Simalungun, Lintangnews.com | Robert Tua Siregar salah seorang Akademisi mengatakan perkembangan industri kelapa sawit yang pesat di Indonesia tentu memiliki dampak positif dan negatif.
Dampak positif yang ditimbulkan antara lain, dapat meningkatkan perekonomian negara sebab nilai ekonomi tanaman ini yang cukup tinggi dan berdaya saing.
Adanya industri kelapa sawit ini juga akan menopang kehidupan masyarakat, seperti menyediakan lapangan pekerjaan sehingga dapat membantu meningkatkan kesejahteraan masyarakat.
“Namun, di tengah perannya yang besar terhadap perekonomian dan peningkatan kesejahteraan masyarakat Indonesia, industri kelapa sawit harus menghadapi berbagai tantangan yang semakin besar, khususnya mengenai isu lingkungan,” sebut Robert melalui pers release nya, Senin (24/10/2022).
Menurutnya, perluasan lahan perkebunan kelapa sawit pada akhirnya akan mengkonversi kawasan hutan, khususnya pada lahan gambut. Sehingga akan menyebabkan degradasi lahan (kerusakan lahan) dimana lahan mengalami penurunan produktivitas.

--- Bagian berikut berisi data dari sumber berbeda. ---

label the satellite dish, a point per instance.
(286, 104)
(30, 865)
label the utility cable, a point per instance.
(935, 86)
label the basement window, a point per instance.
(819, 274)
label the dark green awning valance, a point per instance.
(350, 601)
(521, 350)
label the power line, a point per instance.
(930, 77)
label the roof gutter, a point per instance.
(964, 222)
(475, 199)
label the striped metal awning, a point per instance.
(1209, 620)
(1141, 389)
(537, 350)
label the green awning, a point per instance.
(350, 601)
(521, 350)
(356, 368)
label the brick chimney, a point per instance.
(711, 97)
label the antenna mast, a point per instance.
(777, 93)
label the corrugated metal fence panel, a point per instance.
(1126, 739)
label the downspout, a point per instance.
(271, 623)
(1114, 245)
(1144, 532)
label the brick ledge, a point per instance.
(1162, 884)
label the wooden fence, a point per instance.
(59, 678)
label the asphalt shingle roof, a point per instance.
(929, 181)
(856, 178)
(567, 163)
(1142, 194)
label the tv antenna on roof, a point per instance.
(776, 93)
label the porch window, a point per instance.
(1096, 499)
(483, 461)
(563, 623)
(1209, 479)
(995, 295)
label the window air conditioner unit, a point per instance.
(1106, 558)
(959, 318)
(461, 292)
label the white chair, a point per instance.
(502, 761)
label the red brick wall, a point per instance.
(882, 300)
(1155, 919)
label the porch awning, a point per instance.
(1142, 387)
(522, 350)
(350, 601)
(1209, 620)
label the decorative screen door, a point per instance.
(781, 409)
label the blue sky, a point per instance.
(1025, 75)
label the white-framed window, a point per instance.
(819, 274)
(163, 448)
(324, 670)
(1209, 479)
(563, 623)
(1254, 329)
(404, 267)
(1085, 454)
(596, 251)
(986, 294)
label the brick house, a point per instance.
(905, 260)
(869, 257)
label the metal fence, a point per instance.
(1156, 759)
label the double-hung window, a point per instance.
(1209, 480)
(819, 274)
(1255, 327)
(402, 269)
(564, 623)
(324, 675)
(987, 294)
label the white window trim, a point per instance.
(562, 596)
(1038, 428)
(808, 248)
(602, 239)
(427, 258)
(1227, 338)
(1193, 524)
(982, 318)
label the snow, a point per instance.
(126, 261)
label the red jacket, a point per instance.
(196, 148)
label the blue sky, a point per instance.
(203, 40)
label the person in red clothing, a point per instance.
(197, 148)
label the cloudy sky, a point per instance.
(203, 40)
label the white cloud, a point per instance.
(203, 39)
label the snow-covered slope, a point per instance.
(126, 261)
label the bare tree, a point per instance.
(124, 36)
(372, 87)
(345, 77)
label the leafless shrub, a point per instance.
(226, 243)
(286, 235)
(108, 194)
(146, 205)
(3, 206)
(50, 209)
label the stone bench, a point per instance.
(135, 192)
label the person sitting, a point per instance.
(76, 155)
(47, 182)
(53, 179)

Pembakaran lahan pada saat deforestasi juga akan menyebabkan peningkatan emisi karbon yang berakibat meningkatnya intensitas efek gas rumah kaca pada atmosfer.
“Hal ini membuat panas matahari terperangkap di bumi sehingga kondisi mengalami pemanasan secara global. Jika hal ini terjadi secara terus menerus, akan menyebabkan climate change. Untuk mengurangi dampak negatif industri kelapa sawit terhadap lingkungan, terdapat beberapa upaya yang dapat dilakukan sebagai mitigasi atau mengurangi emisi karbon. Di antaranya adalah melakukan evaluasi kesesuaian lahan, yaitu dengan mengidentifikasi karakteristik lahan gambut sebelum melakukan deforestasi untuk pembukaan lahan perkebunan. Selain itu, juga dapat mengaplikasikan teknik zero burning yaitu teknik pembukaan lahan tanpa melakukan pembakaran pada lahan,” urainya.

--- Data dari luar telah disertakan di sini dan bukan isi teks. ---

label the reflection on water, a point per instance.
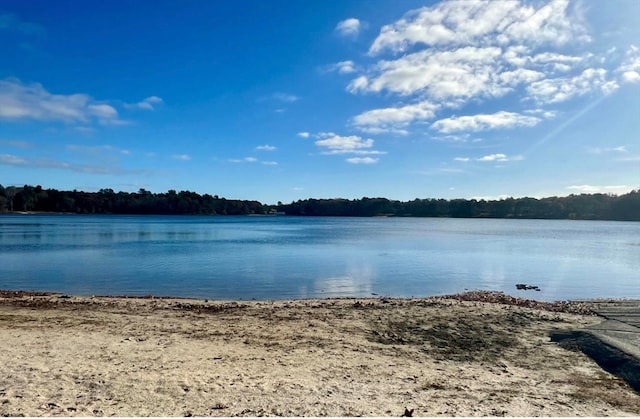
(289, 257)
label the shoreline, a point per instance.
(470, 354)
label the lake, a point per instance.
(281, 257)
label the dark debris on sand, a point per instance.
(572, 307)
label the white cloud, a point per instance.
(12, 160)
(17, 143)
(442, 75)
(336, 144)
(483, 122)
(343, 67)
(245, 160)
(348, 27)
(630, 67)
(183, 157)
(362, 160)
(97, 150)
(471, 51)
(266, 147)
(598, 150)
(562, 89)
(353, 144)
(455, 23)
(146, 104)
(286, 97)
(19, 101)
(394, 119)
(499, 157)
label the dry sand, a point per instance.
(86, 356)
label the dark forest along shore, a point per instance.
(239, 257)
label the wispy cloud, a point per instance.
(266, 147)
(148, 103)
(499, 157)
(601, 150)
(459, 52)
(362, 160)
(17, 144)
(19, 101)
(332, 143)
(394, 119)
(483, 122)
(337, 144)
(343, 67)
(348, 27)
(97, 150)
(182, 157)
(286, 97)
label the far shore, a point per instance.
(471, 354)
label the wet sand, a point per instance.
(476, 354)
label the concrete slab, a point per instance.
(621, 329)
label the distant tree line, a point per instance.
(580, 207)
(106, 201)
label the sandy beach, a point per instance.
(489, 356)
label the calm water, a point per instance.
(296, 257)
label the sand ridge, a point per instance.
(473, 355)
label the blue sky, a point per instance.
(285, 100)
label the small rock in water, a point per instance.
(527, 287)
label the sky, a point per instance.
(283, 100)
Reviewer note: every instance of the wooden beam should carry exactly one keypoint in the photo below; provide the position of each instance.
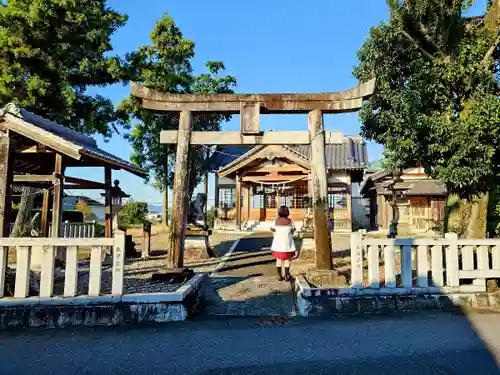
(237, 138)
(181, 191)
(58, 195)
(34, 178)
(45, 213)
(108, 213)
(83, 184)
(35, 149)
(6, 164)
(320, 191)
(345, 101)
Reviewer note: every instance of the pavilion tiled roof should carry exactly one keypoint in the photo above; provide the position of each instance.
(348, 155)
(61, 138)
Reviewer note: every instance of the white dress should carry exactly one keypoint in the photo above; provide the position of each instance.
(283, 239)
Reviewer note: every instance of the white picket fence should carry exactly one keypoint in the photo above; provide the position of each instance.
(422, 265)
(26, 245)
(77, 230)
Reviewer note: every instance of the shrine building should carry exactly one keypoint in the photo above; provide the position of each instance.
(252, 183)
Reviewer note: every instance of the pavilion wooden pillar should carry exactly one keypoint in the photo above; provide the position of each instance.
(45, 213)
(6, 174)
(248, 192)
(57, 208)
(320, 190)
(238, 202)
(108, 204)
(181, 192)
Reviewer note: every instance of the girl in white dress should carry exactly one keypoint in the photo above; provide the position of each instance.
(283, 246)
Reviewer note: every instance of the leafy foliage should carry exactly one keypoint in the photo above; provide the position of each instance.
(134, 212)
(165, 65)
(83, 207)
(436, 99)
(52, 51)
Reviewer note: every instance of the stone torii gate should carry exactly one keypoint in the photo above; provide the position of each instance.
(250, 106)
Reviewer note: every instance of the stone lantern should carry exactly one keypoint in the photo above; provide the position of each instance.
(118, 199)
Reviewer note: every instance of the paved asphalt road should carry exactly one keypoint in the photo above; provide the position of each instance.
(412, 344)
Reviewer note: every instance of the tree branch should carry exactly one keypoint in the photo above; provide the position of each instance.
(489, 53)
(417, 45)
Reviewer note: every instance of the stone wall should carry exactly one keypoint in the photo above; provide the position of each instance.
(106, 311)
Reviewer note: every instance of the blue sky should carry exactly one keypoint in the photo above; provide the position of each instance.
(269, 46)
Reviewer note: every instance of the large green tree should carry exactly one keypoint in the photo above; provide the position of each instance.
(436, 99)
(165, 65)
(51, 53)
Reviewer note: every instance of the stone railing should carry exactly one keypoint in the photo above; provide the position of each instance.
(422, 265)
(24, 246)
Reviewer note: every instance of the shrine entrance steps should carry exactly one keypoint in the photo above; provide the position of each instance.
(247, 284)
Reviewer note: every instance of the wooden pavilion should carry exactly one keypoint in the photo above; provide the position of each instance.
(420, 200)
(36, 152)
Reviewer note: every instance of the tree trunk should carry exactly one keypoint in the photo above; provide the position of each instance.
(23, 216)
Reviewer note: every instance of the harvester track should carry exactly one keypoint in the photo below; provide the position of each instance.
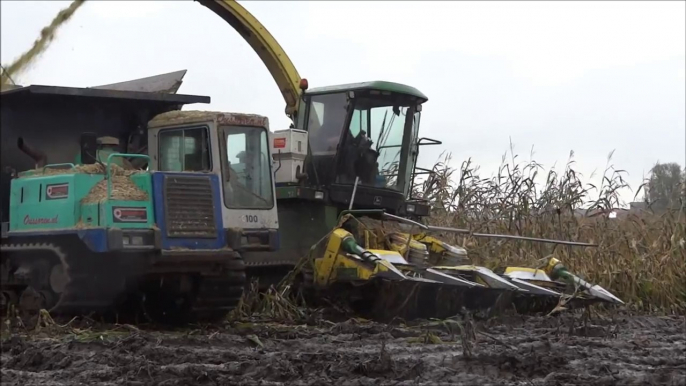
(60, 283)
(67, 284)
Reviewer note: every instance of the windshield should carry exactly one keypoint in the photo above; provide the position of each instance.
(325, 122)
(184, 150)
(247, 168)
(376, 133)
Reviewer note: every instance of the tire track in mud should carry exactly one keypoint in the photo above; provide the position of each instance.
(523, 351)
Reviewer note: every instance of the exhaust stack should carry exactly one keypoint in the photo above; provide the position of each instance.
(38, 156)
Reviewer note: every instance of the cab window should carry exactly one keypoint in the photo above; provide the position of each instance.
(184, 150)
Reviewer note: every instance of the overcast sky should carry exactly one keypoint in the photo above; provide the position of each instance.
(591, 77)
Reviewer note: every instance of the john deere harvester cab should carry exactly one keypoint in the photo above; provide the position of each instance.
(162, 230)
(360, 138)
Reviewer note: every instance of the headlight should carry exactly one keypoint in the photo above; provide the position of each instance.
(137, 240)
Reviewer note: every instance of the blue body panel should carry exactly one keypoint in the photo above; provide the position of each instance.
(160, 215)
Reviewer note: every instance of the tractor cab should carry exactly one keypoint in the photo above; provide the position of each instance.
(358, 137)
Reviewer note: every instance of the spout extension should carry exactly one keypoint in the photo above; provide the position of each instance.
(38, 156)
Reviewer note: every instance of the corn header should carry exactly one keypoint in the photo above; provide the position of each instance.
(384, 269)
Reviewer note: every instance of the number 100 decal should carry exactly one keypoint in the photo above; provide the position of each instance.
(250, 218)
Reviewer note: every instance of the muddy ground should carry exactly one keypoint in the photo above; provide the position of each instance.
(511, 350)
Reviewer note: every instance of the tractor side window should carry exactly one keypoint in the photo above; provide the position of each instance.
(326, 118)
(184, 150)
(359, 122)
(247, 172)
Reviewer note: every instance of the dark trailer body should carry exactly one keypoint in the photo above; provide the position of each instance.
(51, 119)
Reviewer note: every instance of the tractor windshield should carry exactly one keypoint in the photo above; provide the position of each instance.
(247, 172)
(374, 142)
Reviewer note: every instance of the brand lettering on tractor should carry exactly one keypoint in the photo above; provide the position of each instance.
(40, 220)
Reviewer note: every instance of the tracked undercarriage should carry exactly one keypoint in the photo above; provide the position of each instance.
(170, 288)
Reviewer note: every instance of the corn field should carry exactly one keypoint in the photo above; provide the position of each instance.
(641, 257)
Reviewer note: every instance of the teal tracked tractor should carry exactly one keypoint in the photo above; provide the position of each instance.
(115, 201)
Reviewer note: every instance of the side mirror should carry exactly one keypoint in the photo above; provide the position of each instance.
(89, 148)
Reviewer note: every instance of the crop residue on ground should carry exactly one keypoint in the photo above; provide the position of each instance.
(515, 351)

Tentunya, untuk mengurangi dampak negatif yang ditimbulkan juga diperlukan dukungan kebijakan pemerintah. Salah satunya yaitu telah dikeluarkannya Peraturan Menteri Pertanian (Permentan) Nomor 11 Tahun 2015 tentang penerapan ISPO atau Indonesian Sustainable Palm Oil (ISPO).
Penerapan ISPO dimaksudkan untuk menjamin keberlanjutan perkebunan kelapa sawit melalui penerapan 7 prinsip dan kriteria. Pengelolaan lahan gambut dalam ISPO didukung dengan peraturan Permentan Nomor 14 Tahun 2009 dan Instruksi Presiden (Inpres) Nomor 10 Tahun 2011. Berbagai upaya pencegahan dengan memperhatikan daya dukung dan daya tampung lingkungan hidup.
“Langkah ini dilakukan untuk bisa mengkontrol dan menjaga keseimbangan semua aspek, termasuk ekonomi, sosial masyarakat, dan ekologis dalam pengelolaan Sumber Daya Alam (SDA) dan lingkungan hidup,” terang Robert.
Ph D specialist planning development area ini mengatakan, ketika pemanfaatan lahan melampaui daya dukungnya, maka alam bukan lagi menjadi sumber daya melainkan bencana. Karena itu perlu ada pengaturan keseimbangan antara alam dan kebutuhan ruang, termasuk perlindungan lahan pertanian dalam penataan ruang.
Hasil research dari beberapa refrensi kelapa sawit dapat tumbuh baik di daerah tropika basah (12o LU-12 o LS) dengan tipe iklim Af dan Am (Koppen) maupun A, B dan C (Schmidt & Ferguson) dengan elevasi 0-600 m.
Lanjut Robert, pengembangan kelapa sawit di dataran tinggi (> 600 m dpl) tidak disarankan karena kondisi iklim yang kurang sesuai untuk pertumbuhan dan perkembangan kelapa sawit.
Tidak disarankan bukan berarti tanaman kelapa sawit tidak bisa tumbuh di ketinggian tersebut. Tanaman kelapa sawit tetap dapat tumbuh dan berkembang, namun untuk memperoleh produktivitas yang optimal perlu manajemen kultur teknis yang tepat dan tentunya butuh biaya yang tidak sedikit. Pada ketinggian yang lebih, pertumbuhan akan terhambat dan produksi lebih rendah (Mangoensoekarjo dan Semangun, 2005).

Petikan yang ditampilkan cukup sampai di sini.